Sure, he questioned whether Kamala Harris loves her country, impugned her intelligence and accused her of being a "communist" multiple times.
But, compared to what has come before, this was far less heavy on the insults and it will have been music to the ears of at least some senior Republican figures.
The concerns in Republican circles about Trump's struggle to adjust to the challenge presented by Ms Harris have been mounting ever since she took over as the presumptive Democrat nominee.
“The winning formula for President Trump is very plain to see,” Kellyanne Conway, once his campaign manager and close advisor, recently told Fox News.
“It’s fewer insults, more insights and that policy contrast.”
Others too have cringed as Trump has attacked Ms Harris over her racial identity or made bizarre claims that she was engaged in deep-fake fraud over the size of the crowds at her rallies.
“So stupid,” Megyn Kelly, the conservative commentator and former Fox News host, said in response to the latter tactic on her radio show.
“Just focus on the damn border!”
That’s a piece of advice, it has to be said, he doesn’t have too much trouble following.
Although his remarks began with a promise to focus on some “big facts and very substantial truths”, as so often they more than strained the definition of both.
He claimed, once again, that some countries are emptying out their prisons and “insane asylums” to flood the US with illegal migrants, despite there being no data on the prison history of migrants crossing the border or their mental health status.
And he repeated – without any evidence and contrary to government data - that 100% of new jobs have gone to migrants, while regurgitating false claims about having won the 2020 election.
But for those Republicans who wanted to see a new approach to counter troubling polling data, meticulous accuracy was likely not high on their list of demands from their candidate.
Even that headline list of increasing grocery costs – what Trump called “Kamala’s price hikes” – appeared to raise a number of questions.
The Reuters news agency, for example, pointed out that bread and coffee prices have actually fallen over the last year, according to the Bureau of Labor Statistics' monthly Consumer Price Index.
But that’s not really the point. Factual or not, this was Trump connecting to voters on the issues that matter, and many do still feel the effects of the high levels of inflation under President Biden.
And with Harris yet to sit down for a formal media interview, he worked hard to land some blows against her on her record, in particular remarks she made in 2020 during widespread protests over police reform where she appeared sympathetic to calls to reduce spending on the police.
He also claimed – with some merit – that she’d stolen his pledge to end tax on tips in the US service industry, complaining that it “would’ve been nice” if she’d seen fit to give him credit.
The big question, of course, is whether Trump himself can stay on message and stick to these kinds of talking points.
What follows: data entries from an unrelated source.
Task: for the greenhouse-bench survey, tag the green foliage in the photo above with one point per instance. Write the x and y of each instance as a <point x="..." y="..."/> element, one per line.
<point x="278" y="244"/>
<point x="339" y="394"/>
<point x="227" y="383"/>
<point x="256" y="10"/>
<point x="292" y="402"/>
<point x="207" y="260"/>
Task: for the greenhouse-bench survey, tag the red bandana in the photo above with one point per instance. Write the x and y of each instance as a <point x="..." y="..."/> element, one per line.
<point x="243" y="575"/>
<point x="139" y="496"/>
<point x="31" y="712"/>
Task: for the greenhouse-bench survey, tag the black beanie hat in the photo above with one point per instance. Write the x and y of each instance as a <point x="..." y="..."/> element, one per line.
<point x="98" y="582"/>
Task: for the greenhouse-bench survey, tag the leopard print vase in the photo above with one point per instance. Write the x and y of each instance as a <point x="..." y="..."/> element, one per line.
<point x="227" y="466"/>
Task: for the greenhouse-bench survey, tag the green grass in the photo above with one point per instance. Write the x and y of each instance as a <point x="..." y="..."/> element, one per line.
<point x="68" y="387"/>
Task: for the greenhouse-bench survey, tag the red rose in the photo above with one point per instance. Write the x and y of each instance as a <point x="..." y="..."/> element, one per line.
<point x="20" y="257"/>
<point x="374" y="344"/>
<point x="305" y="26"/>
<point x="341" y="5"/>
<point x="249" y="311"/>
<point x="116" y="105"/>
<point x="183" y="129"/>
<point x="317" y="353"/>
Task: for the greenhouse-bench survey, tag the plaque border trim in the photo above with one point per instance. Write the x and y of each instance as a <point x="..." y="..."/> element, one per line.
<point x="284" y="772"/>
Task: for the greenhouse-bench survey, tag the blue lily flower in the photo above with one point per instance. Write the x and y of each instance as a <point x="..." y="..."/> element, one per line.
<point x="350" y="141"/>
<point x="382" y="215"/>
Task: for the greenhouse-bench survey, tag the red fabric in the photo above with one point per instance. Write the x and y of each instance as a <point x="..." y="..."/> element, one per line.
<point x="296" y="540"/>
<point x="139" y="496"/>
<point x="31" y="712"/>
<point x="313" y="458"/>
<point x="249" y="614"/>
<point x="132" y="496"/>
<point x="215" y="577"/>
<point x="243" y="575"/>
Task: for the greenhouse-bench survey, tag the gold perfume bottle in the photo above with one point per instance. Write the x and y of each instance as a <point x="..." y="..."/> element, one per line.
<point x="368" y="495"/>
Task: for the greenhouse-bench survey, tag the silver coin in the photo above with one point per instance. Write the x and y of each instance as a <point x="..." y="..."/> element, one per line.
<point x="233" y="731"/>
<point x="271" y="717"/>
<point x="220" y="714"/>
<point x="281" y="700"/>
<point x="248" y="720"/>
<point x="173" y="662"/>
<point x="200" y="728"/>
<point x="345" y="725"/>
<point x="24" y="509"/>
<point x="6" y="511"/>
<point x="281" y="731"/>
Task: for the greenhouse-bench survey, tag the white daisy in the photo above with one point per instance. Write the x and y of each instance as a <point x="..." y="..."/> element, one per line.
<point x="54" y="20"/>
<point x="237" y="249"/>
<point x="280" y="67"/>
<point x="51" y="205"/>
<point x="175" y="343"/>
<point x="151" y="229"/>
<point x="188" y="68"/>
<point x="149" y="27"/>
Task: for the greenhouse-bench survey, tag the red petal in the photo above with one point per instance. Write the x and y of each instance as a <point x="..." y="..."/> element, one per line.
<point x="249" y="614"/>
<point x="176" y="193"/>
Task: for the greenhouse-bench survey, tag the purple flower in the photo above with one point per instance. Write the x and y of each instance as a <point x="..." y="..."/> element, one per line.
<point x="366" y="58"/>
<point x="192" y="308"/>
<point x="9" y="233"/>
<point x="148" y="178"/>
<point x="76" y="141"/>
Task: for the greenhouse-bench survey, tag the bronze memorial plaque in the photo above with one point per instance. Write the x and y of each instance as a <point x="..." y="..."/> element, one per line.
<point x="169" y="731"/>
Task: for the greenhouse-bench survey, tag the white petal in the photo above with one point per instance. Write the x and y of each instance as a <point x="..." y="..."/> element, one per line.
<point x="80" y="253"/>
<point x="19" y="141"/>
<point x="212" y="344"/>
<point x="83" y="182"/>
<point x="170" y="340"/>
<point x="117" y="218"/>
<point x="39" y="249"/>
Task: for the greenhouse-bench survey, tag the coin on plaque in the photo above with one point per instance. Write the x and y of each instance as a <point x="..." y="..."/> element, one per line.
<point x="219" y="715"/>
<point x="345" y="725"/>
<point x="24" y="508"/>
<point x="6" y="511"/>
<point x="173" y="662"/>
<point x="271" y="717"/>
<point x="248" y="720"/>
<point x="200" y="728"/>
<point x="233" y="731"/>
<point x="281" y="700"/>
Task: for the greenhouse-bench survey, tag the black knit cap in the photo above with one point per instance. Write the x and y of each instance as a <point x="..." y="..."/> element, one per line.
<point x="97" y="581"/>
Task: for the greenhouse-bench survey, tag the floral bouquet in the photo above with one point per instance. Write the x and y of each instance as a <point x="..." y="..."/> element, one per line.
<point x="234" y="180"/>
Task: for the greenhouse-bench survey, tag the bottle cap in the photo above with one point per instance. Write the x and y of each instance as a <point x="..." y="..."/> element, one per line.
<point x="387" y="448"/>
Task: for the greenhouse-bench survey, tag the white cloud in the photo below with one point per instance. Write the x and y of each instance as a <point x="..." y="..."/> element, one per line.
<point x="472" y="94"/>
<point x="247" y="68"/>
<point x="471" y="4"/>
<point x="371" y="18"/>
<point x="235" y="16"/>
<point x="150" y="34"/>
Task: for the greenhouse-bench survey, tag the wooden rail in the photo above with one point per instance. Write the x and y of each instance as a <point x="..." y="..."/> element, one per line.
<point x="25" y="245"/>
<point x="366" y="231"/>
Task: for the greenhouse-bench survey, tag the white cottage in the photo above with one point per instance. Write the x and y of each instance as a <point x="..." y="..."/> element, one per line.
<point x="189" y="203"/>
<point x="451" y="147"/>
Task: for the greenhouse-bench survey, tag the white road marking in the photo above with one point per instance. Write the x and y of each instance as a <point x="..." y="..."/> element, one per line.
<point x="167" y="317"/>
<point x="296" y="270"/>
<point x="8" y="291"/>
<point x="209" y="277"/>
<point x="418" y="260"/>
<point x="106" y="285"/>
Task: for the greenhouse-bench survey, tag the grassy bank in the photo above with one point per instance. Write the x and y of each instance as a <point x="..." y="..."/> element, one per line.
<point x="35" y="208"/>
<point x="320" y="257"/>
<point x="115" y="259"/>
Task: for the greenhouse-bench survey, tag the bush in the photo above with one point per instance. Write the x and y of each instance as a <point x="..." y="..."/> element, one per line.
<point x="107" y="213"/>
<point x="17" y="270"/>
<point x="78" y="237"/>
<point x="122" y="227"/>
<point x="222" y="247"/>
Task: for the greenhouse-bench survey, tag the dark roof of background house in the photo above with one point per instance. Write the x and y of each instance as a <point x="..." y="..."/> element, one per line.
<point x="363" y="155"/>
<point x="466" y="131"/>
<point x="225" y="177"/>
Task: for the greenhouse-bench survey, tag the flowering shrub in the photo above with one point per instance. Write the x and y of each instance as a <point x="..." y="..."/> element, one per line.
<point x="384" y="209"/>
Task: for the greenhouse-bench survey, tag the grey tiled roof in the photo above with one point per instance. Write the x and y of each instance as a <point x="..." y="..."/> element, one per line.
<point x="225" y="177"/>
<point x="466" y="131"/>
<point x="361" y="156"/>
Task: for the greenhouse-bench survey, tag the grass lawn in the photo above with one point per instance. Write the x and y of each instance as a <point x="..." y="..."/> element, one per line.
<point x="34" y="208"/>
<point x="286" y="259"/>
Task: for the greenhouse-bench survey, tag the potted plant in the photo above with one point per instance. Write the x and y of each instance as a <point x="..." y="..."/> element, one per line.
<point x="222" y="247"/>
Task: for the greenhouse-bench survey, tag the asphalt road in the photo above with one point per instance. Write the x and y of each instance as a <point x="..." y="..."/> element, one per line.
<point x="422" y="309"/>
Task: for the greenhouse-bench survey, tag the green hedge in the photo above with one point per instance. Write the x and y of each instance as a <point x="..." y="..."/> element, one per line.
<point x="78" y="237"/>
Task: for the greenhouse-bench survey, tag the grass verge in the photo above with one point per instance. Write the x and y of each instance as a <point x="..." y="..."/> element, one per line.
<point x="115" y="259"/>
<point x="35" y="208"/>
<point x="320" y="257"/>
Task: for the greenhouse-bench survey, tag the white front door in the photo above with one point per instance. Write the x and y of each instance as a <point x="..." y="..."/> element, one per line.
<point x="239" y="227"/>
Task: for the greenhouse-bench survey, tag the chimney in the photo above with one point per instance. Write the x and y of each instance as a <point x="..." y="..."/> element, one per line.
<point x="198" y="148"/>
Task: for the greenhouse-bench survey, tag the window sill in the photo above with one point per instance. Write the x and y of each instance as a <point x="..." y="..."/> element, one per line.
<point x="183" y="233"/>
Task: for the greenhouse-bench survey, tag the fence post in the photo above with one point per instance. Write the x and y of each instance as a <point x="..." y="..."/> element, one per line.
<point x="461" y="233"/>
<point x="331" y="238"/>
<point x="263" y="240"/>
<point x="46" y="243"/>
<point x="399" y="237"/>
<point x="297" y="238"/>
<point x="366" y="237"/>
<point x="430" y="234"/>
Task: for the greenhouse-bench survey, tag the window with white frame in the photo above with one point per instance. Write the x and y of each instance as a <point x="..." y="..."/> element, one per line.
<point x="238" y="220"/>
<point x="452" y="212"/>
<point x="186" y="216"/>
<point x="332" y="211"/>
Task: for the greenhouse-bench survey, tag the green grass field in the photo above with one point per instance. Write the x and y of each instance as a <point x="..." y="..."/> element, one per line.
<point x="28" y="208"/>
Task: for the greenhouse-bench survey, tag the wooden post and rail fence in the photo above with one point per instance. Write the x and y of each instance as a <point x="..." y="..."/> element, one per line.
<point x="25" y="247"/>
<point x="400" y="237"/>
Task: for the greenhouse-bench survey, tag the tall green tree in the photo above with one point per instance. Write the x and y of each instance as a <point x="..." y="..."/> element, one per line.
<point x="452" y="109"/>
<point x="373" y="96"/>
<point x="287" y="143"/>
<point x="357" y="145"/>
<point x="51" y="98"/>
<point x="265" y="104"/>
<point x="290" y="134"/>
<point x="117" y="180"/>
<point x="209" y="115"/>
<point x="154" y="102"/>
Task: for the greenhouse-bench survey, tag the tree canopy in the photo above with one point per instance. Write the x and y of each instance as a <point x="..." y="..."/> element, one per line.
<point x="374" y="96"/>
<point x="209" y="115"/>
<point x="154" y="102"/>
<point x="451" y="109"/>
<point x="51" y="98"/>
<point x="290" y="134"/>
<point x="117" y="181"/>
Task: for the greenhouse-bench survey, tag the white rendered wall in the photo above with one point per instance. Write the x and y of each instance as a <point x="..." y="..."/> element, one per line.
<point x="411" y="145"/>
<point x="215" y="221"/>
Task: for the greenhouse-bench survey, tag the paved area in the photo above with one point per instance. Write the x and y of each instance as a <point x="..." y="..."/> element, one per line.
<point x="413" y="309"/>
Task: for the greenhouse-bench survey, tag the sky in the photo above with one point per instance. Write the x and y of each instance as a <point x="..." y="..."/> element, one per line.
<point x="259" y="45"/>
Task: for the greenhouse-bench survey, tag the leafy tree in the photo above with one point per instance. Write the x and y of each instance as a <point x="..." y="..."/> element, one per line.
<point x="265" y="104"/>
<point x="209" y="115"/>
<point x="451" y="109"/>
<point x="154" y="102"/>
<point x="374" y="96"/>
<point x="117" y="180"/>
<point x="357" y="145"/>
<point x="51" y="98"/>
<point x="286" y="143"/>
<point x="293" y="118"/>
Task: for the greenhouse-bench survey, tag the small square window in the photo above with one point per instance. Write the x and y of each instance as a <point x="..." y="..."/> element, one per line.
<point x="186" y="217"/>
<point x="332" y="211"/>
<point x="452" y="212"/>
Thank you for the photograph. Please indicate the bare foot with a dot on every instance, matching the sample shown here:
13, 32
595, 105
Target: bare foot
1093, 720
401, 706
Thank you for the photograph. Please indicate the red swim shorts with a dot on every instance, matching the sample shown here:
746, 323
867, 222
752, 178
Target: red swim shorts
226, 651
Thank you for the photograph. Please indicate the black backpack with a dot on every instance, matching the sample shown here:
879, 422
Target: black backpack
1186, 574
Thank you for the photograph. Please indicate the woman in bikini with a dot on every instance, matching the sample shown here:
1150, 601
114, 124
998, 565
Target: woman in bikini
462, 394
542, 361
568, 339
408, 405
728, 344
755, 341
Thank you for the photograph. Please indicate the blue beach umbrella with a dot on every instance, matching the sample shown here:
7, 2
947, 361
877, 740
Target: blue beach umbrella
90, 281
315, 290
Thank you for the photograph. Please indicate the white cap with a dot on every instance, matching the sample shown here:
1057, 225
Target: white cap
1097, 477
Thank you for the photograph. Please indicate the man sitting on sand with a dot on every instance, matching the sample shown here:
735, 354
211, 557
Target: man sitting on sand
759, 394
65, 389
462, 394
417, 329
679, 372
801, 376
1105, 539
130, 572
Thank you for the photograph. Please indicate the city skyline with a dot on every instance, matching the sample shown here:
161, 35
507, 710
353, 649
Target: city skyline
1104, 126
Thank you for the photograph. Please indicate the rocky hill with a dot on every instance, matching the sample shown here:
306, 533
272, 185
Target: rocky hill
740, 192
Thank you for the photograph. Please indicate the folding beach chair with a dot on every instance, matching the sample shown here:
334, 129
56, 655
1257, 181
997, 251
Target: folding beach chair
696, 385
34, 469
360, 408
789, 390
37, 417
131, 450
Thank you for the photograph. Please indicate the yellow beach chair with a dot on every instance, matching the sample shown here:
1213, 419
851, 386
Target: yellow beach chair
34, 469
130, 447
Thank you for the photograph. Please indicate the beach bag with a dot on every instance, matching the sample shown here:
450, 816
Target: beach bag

In large parts of the press conference he was very much his usual self, giving long-winded diatribes about the mechanics of electric trucks, a “drill baby drill” promise to increase oil extraction, and at one point declaring that “I’m a big fan of electricity.”
But something was missing, somewhat akin to a man from the meat marketing board being forced to give a lecture about the health benefits of carrots.
You couldn’t help feeling that none of this sat very naturally for a politician whose whole political strategy has so often been fuelled by invective.
Opening the floor to questions from reporters he was asked whether he was indeed stepping back from the vitriolic character assassinations of his opponents.
“They’re not nice to me,” he said.
“I think I’m entitled to personal attacks.”